The body of works executed in Moret-sur-Loing in the last decade of Sisley’s life constitute a kind of ‘visual mapping’ of the picturesque village. Much like Monet’s faithful commitment to his garden at Giverny or the precipitous cliffs of Normandy, Sisley routinely returned to the banks of the river, the church at Moret, and the surrounding landscape to study and reproduce the ever-changing and multisensory conditions of a scene (fig.1,2) While many of his Moret compositions employ conventional framing devices to articulate panoramic townscapes or sweeping views of the countryside, Lisière de forêt au printemps is important in this body of work for its unique and comparatively modern perspective. In it, Sisley captures a meadow on the outskirts of the village, the viewer’s gaze partially shrouded by the branches of a flowering tree at the edge of the forest.

Fig. 2 (left) Alfred Sisley, Le Pont de Moret-sur-Loing, 1892. Sold: Replica Shoes ’s, New York, 16 May 2023, lot 150 for $2,300,000

Fig. 3 (right) Alfred Sisley, Le Coup de vent, matin de mai, c.1890. Sold: Replica Shoes ’s, New York, 14 November 2022, lot 122 for $1,865,000

In brilliant daylight, Sisley renders the scene with gestural, agitated brushstrokes that establish compositional unity between the tall grasses of the field and the trees above. Even the branches are rendered with subtle and graceful curvature, contributing to the windswept, whimsical quality of the image.
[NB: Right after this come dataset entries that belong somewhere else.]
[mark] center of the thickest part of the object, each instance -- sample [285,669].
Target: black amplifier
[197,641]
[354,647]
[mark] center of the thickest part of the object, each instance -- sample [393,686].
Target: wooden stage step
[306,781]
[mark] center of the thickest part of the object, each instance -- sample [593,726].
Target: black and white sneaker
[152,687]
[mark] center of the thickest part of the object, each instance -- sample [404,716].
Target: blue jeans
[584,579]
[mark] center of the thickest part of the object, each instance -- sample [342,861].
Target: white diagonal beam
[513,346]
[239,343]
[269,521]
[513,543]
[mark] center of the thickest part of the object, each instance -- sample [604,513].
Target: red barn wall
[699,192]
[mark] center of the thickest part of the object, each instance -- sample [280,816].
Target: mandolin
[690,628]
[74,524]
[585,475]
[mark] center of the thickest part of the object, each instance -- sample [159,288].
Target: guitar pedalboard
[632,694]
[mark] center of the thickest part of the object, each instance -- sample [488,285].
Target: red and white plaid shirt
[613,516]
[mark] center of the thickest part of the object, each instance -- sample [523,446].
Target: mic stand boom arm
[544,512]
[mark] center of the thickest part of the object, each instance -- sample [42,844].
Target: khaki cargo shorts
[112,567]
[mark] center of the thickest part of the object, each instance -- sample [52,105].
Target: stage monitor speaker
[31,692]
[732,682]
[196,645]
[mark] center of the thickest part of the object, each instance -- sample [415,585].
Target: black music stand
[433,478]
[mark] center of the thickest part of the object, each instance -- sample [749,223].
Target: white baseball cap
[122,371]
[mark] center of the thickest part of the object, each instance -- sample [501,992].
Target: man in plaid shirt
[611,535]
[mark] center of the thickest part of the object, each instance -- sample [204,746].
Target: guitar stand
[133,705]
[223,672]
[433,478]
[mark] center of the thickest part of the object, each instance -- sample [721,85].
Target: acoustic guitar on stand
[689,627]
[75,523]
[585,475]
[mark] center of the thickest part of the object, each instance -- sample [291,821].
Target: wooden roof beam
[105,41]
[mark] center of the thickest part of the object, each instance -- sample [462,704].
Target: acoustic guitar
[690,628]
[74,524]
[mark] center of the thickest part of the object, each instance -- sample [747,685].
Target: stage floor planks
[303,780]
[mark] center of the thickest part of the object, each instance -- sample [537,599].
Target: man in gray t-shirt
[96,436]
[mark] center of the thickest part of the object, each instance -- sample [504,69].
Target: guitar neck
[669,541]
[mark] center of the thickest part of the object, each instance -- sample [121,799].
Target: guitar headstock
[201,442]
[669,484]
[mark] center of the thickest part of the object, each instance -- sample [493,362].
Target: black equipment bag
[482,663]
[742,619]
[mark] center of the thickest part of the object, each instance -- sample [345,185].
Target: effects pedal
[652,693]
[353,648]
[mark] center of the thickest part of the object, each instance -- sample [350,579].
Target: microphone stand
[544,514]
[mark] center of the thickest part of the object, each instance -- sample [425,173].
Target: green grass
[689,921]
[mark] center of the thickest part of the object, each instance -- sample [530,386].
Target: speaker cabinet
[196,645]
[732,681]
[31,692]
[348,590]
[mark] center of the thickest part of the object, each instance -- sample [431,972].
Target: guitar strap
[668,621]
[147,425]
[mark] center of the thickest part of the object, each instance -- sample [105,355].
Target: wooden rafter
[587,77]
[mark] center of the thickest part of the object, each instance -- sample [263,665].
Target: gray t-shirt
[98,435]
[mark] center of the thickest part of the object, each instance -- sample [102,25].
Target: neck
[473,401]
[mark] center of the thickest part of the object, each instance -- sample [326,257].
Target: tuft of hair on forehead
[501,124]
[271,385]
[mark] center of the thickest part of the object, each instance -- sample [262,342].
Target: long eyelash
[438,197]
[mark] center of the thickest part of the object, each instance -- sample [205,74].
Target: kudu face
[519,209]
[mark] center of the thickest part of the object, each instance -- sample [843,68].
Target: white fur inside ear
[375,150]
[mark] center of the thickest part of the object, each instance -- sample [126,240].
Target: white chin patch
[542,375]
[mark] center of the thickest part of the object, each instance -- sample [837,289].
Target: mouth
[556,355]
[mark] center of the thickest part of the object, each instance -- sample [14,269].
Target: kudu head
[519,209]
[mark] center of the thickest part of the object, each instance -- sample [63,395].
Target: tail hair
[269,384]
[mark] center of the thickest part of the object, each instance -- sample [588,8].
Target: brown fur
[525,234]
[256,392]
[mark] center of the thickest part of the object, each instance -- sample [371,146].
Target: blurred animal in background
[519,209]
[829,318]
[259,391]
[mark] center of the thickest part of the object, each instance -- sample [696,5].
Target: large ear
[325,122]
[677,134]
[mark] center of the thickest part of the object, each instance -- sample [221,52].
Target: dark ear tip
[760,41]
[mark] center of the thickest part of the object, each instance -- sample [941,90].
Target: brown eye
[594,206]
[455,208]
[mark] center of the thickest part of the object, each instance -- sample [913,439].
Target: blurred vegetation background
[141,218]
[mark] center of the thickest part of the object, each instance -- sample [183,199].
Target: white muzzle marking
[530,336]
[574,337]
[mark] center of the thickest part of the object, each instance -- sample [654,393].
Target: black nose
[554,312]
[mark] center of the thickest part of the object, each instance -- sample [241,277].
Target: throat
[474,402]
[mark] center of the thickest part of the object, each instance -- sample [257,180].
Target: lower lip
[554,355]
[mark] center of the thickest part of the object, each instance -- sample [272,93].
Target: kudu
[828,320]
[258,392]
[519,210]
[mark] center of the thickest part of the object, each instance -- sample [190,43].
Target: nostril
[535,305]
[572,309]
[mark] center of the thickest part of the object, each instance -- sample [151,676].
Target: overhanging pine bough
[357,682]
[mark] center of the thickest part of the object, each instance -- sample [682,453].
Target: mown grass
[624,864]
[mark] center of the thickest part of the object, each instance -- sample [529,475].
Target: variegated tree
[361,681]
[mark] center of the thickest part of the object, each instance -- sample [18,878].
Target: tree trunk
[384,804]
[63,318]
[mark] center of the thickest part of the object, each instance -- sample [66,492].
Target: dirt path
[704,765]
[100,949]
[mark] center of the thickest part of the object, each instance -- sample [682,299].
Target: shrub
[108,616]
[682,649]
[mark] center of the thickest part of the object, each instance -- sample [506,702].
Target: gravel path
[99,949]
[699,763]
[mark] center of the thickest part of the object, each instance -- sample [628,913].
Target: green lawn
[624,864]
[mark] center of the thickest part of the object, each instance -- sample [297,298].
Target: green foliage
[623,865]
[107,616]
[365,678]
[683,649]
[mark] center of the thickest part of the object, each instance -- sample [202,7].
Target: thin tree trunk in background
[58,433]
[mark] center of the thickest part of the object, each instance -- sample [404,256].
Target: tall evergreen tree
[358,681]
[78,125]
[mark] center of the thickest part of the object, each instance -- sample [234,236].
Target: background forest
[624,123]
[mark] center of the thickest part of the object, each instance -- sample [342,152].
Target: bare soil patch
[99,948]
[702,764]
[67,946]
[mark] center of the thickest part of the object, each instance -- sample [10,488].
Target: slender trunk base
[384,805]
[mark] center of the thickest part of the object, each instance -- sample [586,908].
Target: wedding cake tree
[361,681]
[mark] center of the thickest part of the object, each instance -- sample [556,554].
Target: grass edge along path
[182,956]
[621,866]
Painted in the springt.mes , Sisley conveys a sense of abundance and vitality in the natural world with various greens, blues, and yellows, remaining true to his ideal of raising the painting’s surface to its “highest pitch of liveliness.” (Sisley quoted in Rober Goldwater et al., eds., Artists on Art: From the Fourteenth to the Twentieth Centuries, London, 1976, pp.308-10). The scene is not devoid of human presence: to the left Sisley suggests a path leading to the village beyond, where one of its medieval buildings lingers in the distance. Framed picturesquely within the landscape, Sisley presents the building peeking out from the overgrowth, suggesting its inherent harmony with the natural world.

Discussing Sisley’s development for his seminal 1992 international retrospective, Christopher Lloyd asserts that the artist’s work of the late 1880s and early 90s “show him at the height of his powers. All the experience of the previous decades was blended in these canvases which amount to the summation of his output: the paint is richly applied with the impasto more pronounced than in previous works, the brushwork more insistently rhythmical, the execution more rapid, and the colors more vibrant.” (quoted in Exh. Cat., London, Royal Academy of Arts (and traveling), Alfred Sisley, 1992, p. 25.) Indeed, Lisère de forêt au printemps pulsates with sunlit energy; the staccato passages of paint, delineating the leaves of the tree and the stalks of wheat billowing in the breeze, come alive beneath the artist’s touch, their effortless vitality serving as a reminder of Sisley’s lasting legacy as one of the finest landscape painters of the Impressionists.